Dari uraian-uraian di atas maka semakin jelaslah tujuan dari penetapan kebijaksanaan kredit yaitu dapat diuraikan sebagai berikut :
  1. Untuk penyediaan sarana penjagaan/pengamanan terhadap assets bank dan dana yang disimpan oleh para deposant secara memadai, maksudnya yaitu agar dana yang telah ditanamkan ke dalam bank tersebut dapat dikembangkan hingga dapat memperoleh "return" yang optimum. Dengan adanya "return" (=laba) yang cukup ini akan memungkinkan bank mengembalikan dana yang disimpan oleh para deposant dengan sekaligus pembayaran bunganya, di samping bank yang bersangkutan masih memperoleh sisa laba yang dapat dipakai untuk mengembangkan diringa maupun untuk pembayaran deviden kepada para pemiliknya (pemegang saham yang bersangkutan).
  2. Sebagai dasar pedoman kerja dalam menghadapi perkembangan perekonomian khususnya yang menyangkut kegiatan perbankan, maksudnya sebagai unit perekonomian sudah tentu tidak dapat melepaskan diri dari setiap perkembangan yang terjadi pada kegiatan perekonomian yang mengelilinginya.

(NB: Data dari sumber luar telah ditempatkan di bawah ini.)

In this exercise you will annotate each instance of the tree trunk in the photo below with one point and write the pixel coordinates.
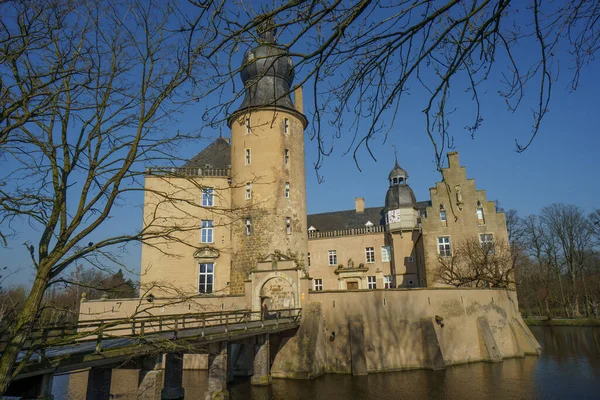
(19, 333)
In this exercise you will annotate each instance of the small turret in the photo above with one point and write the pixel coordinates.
(400, 202)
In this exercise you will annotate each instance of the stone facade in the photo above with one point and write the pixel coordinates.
(275, 207)
(468, 214)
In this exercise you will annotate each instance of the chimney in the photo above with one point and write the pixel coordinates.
(359, 203)
(298, 99)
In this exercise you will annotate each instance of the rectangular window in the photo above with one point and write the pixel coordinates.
(372, 282)
(386, 253)
(208, 197)
(206, 233)
(248, 226)
(286, 125)
(480, 216)
(487, 242)
(318, 284)
(443, 215)
(206, 275)
(370, 255)
(387, 281)
(444, 248)
(332, 257)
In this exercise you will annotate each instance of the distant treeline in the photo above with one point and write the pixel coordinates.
(62, 299)
(557, 261)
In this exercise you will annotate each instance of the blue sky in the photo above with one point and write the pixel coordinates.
(560, 166)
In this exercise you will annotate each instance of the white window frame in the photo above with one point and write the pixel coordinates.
(318, 285)
(386, 253)
(480, 215)
(370, 255)
(372, 282)
(207, 231)
(286, 125)
(444, 246)
(206, 287)
(208, 197)
(387, 281)
(332, 257)
(443, 216)
(487, 239)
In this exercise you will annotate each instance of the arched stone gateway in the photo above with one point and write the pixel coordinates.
(276, 282)
(277, 293)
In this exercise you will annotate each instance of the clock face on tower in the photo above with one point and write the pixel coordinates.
(393, 216)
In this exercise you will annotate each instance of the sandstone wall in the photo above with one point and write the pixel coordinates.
(400, 330)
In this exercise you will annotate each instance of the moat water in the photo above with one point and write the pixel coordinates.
(569, 368)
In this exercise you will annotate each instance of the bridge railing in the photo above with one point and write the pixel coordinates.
(150, 325)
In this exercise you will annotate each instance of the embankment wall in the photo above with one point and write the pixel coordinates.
(402, 329)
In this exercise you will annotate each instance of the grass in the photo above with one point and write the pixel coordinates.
(562, 321)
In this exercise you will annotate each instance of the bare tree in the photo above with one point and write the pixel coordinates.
(87, 91)
(571, 229)
(476, 264)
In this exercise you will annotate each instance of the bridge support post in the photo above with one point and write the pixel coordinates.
(38, 388)
(150, 381)
(173, 387)
(217, 372)
(262, 362)
(99, 383)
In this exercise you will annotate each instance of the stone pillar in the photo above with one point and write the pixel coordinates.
(37, 387)
(150, 381)
(217, 372)
(98, 387)
(173, 386)
(262, 362)
(233, 354)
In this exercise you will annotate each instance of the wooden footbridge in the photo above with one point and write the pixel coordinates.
(104, 344)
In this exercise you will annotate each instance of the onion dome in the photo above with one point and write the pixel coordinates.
(399, 194)
(267, 72)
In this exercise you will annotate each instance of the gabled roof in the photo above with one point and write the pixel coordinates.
(346, 219)
(216, 155)
(350, 219)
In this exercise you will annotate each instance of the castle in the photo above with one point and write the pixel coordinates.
(252, 190)
(232, 233)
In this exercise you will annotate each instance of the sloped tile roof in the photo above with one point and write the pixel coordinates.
(350, 219)
(216, 155)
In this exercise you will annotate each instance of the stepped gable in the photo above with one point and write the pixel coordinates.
(216, 155)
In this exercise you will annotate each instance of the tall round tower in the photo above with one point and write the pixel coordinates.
(267, 162)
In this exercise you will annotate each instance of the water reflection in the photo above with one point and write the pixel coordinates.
(569, 368)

  3. Sebagai pedoman bagi para pejabat kredit bank yang bersangkutan dalam melaksanakan tugasnya. Maksudnya agar tugas-tugas dalam mengelola perkreditan dapat dilakukan secara tepat guna dan tepat arah tentulah diperlukan pedoman kerja yang jelas bagi seluruh aparat perkreditan dari setiap bank.
  4. Sebagai dasar dalam melaksanakan pengawasan, karena policy merupakan "decision made in advance" maka lebijaksanaan (policy) ini merupakan pula tolak ukur dari apa yang harus dilaksanakan oleh para petugas di lapangan.
Bagaimana agar kebijaksanaan kredit tersebut betul-betul dapat berfungsi sebagai suatu pedoman kerja yang baik?
  • Pertama-tama, pedoman kredit tersebut harus disebarluaskan dan dipahami oleh setiap petugas secara memadai sesuai dengan jenjang jabatannya, dan juga sebaliknha kebijaksanaan-kebijaksanaan tersebut diformulasikan secara tertulis dengan redaksi yang baik agar dapat mudah dipahami dan jangan sampai terjadi salah tafsir dalam pelaksanaannya
  • Kedua, kebijaksanaan kredit tersebut harus bersifat stimulatif dan bukannya restriktif, maksudnya agar kebijaksanaan yang tertulis tersebut jangan menimbulkan sentralisasi ke satu tangan yang terlalu banyak, disamping itu kebijaksanaan tersebut harus benar-benar dapat bermanfaat untuk pedoman para pelaksanaan, serta memperhatikan umpan balik yang terjadi di lapangan untuk perbaikan, dan jangan sampai menjadikan hambatan bagi para pelaksana dalam menjalankan tugasnya.
  • Ketiga, suatu kebijaksanaan kredit yang sehat harus mampu meletakan dasar-dasar pemberian wewenang kepada pejabat pemberi kredit secara memadai sehingga yang bersangkutan dapat mengambil keputusan dengan cepat dan tepat.
Dan akhirnya agar kebijaksanaan kredit tersebut dapat tetap bermanfaat secara optimum haruslah direview dari waktu le waktu agar sesuai dengan situasi dan kondisi perkreditan yang berlaku. Hasil review tersebut digunakan sebagai dasar dalam penyesuaian (up dating) dari kebijaksanaan kredit yang sudah usang.